As Dennis Ross, the former U.S. negotiator in the region, told me: "A national conflict you can solve, a religious one you cannot."

Israelis are not served because their dream of a stable Jewish and democratic state, imbued with the moral values of Judaism, depends on getting out of the West Bank, where the Arab demographic tide is against them. Only thus will the corrosive influence of the 40-year experience of lording over another people be terminated and a Jewish democracy assured.

So what to do? The first requirement is American leadership of the intensity displayed by Henry Kissinger in his 1970s shuttle diplomacy. Somebody - Condoleezza Rice, or Tony Blair after he leaves office - has to knock heads together day after day. A 30-day sojourn in the area would be a start.

The second requirement is for the United States to call in chips from its Arab allies. It should get far more leverage from the Riyadh Arab initiative, which reiterated the offer of recognition of Israel in return for a withdrawal to 1967 borders.

The rise of Shiite Iran has not turned moderate Sunni Arab states into Zionists, but it has readied them for an accommodation with Israel. The fact that most of the Arab world no longer questions Israel's existence represents what Daniel Kurtzer, the former U.S ambassador to Israel, called "a cosmic shift."
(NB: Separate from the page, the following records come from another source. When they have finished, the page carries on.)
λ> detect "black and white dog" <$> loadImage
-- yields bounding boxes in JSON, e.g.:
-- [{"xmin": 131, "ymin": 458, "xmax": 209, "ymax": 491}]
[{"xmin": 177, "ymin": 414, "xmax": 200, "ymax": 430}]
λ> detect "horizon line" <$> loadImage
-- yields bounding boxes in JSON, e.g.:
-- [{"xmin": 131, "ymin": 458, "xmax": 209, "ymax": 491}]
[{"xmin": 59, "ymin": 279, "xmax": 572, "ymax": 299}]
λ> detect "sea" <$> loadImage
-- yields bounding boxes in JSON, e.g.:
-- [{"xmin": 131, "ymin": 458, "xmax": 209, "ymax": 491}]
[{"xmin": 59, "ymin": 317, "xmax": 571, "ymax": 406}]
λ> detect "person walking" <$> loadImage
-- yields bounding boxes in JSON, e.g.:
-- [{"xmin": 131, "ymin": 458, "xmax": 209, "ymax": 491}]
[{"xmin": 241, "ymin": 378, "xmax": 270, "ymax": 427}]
Rice should exploit this shift. She must prod Arabs to aid Fatah against Hamas and reinforce Palestinian President Mahmoud Abbas. Short of recognition, high-level visits or the opening of business offices in Israel could signal Arab support for a genuine peace process. Egypt must stop smugglers getting weapons to Hamas in Gaza.

The third requirement is to get substantive talks going between Olmert and Abbas. The we-can't-talk-because-of-Hamas canard has to be overcome. Israel's partner in past peace talks has been the Palestine Liberation Organization. Abbas heads the PLO and Hamas is not a constituent member. Bingo.

These talks, overseen by the United States with other Quartet members (Russia, the EU, the United Nations), should center on achieving a Palestinian state in Gaza and the West Bank by the end of the Bush presidency. That is ambitious. Only ambition will move things.

A Palestinian state can exist short of a final settlement - and should. The frontiers of the United States have changed since it came into being; so have Israel's. Statehood is the first step to responsibility.

Short of finality, but beyond current trivia, there is room for inventiveness in the name of Israeli dignity, now compromised by power, and Palestinian dignity, now compromised by powerlessness.